Daniel Murin graduated from Southern Miss in 2008 as an Honors College student with a double major in chemistry and biochemistry. He now studies at Scripps Research Institute in San Diego where he and his team continue work on ZMapp, an experimental treatment for the Ebola virus.
ZMapp was given to two American workers who were released from Emory University Hospital Aug. 21. Murin and his team anxiously await the results of blood tests from the patients to see what role ZMapp played in their recovery.
“I really want to believe that ZMapp was what saved them, but there is no way to really know at this point,” Murin said. “After all, five out of 10 people survive this outbreak on their own. The fact that they recovered so quickly is striking, however, and leads me to believe that ZMapp is what saved them.”
Murin said he took a special interest in Ebola after seeing a presentation by Erica Ollmann Saphire while he was interviewing at the Scripps Research Institute for graduate school studying structural biology.
“While at USM, I worked in a biochemistry lab and also did when I graduated and worked at Emory, mostly with bacteria,” Murin said. “Ebola was very new and interesting. Of course I had read the books and seen the movies about Ebola, too, which also piqued my interested.”
Murin said the recent outbreak has an outstanding longevity unlike any researchers have seen before. He speculates this particular strain of the Ebola virus may be contracted more easily, making it harder to contain.
As of Monday Aug. 24, The Democratic Republic of the Congo was the fifth country to experience the 2014 Ebola outbreak alongside Guinea, Sierra Leone, Nigeria and Liberia.
According to the Center for Disease Control (CDC), the current outbreak, detected in March 2014, is one of the largest in history. As of Aug. 22, the disease has accumulated 1,427 suspected case deaths and 2,615 suspected and confirmed case counts.

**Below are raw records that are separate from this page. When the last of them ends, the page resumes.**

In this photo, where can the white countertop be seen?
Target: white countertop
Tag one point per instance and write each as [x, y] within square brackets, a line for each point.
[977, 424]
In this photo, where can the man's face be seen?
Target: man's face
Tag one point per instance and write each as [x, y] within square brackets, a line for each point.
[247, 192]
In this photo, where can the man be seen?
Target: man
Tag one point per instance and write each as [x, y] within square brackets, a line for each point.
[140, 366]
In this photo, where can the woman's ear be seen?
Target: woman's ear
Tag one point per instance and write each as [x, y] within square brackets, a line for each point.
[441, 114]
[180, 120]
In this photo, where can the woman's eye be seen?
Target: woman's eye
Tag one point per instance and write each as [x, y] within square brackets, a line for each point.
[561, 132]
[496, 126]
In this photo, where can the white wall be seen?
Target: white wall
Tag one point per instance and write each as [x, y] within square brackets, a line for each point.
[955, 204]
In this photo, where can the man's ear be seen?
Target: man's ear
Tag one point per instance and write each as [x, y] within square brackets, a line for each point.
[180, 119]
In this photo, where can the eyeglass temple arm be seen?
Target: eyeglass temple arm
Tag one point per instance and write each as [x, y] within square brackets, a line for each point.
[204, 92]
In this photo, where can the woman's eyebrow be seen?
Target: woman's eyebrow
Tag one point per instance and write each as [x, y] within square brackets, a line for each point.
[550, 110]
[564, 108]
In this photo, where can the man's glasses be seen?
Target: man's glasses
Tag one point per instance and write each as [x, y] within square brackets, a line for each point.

This outbreak is unique from past outbreaks in that it has given researchers the opportunity to conduct more in-depth study on Ebola and its possible treatments. Murin said the combination of research and public support is essential in the quest for a cure.
When Murin’s experimental drug was used for treatment at Emory University Hospital, Murin and his coworkers were excited and hopeful, Murin said. “There has never been a treatment for Ebola, so this is unprecedented and extremely important.”
Murin said he owes a thanks to USM for allowing him to build a foundation that got him accepted into one of the top five research institutes in the country where he can conduct life-saving research.